It’s been a while since I’ve done a Stack Overflow column, which is why my stacks are overflowing even more. I’ve just sorted through a huge pile of picture books with my kids (some of them, I admit, have been on the shelf since last summer), so I’ll do a couple of posts about some of our favorites.
Today I’ve got a few books about ABCs and 123s. Now, my two older daughters are past the stage where they need alphabet books, but some books are just fun enough that you want to keep them around. Plus, my one-year-old needs to start working on reading soon, right?
A Is for Awesome by Dallas Clayton
Dallas Clayton is basically a big happy kid. He writes and draws things that are meant to be encouraging and cheerful, and it’s always fun to see what he’s up to next. A Is for Awesome has a page for each letter of the alphabet, with a poem filled with words like “awesome” and “imagine” and “oh boy.” Each page is also covered with various little doodles of things that start with that letter.
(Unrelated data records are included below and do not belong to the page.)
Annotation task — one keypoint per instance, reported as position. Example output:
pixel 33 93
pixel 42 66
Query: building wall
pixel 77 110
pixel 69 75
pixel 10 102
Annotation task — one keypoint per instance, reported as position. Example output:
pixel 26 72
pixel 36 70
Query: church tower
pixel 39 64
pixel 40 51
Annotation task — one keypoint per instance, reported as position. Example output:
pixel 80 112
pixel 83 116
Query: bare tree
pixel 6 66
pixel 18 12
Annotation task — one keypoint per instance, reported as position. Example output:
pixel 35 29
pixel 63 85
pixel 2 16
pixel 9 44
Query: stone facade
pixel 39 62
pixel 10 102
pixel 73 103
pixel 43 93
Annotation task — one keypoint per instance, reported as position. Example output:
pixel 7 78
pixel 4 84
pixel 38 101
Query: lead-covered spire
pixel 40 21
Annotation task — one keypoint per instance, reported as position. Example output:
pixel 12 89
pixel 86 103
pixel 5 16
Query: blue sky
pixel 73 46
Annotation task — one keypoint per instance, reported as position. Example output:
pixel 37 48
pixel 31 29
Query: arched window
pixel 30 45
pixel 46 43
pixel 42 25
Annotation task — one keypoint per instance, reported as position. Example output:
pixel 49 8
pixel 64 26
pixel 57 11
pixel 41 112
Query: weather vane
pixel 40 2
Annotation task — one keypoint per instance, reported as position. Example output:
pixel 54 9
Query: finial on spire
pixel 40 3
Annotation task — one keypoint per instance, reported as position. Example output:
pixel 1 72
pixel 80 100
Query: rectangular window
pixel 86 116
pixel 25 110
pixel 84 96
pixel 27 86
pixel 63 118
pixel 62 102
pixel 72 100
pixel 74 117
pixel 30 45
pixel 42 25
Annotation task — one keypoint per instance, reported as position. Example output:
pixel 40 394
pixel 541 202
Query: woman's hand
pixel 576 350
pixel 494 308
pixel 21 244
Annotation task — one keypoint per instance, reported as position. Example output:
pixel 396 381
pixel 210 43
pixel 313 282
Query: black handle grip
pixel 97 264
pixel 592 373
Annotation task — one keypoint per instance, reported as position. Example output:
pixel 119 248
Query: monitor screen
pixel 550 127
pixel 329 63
Lots of fun, whether you’re just learning your letters or have a string of letters after your name.
Professor Whiskerton Presents Steampunk ABC by Lisa Falkenstern
Did you know there are several steampunk alphabet books? I suppose if you’re into steampunk, you probably did. I’m not a huge steampunk fan, but Lisa Falkenstern’s ABC book is pretty cute. My kids liked the Victorian mice demonstrating things like “P is for periscope” and “Z is for zeppelin.” The illustrations combine the letters themselves with the things they stand for. Great for the budding steampunk fan.
None the Number by Oliver Jeffers
Oliver Jeffers has written and illustrated a slew of books, including a series of books starring the Hueys, little ovoid people having various adventures. None the Number is a counting adventure. Two Hueys have a conversation about “None,” which leads to counting to ten, and then back to none again. There’s a small section in the endpapers that addresses the question “Is none a number?” more seriously, explaining the history and significance of 0. But even if your kid is just reading the picture book part, they’re getting exposed to the idea that counting doesn’t always start at 1, which is kind of cool.
Star Wars Workbooks from Workman Publishing
Learn something, you will! Workman Publishing, creators of Brain Quest, has a whole series of Star Wars workbooks focusing on reading, writing, and ‘rithmetic, from preschool through 2nd grade. The workbooks look like other educational workbooks—the dotted lines for writing out words, activity mazes or coloring exercises, fill in the blank sentences, and so on. (Answers in the back, naturally.) But the twist is that instead of reading about Dick and Jane, you get Darth Sidious and Jango Fett. The books align with common core standards—so you may or may not appreciate that—but if your kids love Star Wars and need a little summer practice, these workbooks could be a fun way to brush up on skills.
Disclosure: GeekDad received review copies of the books listed here.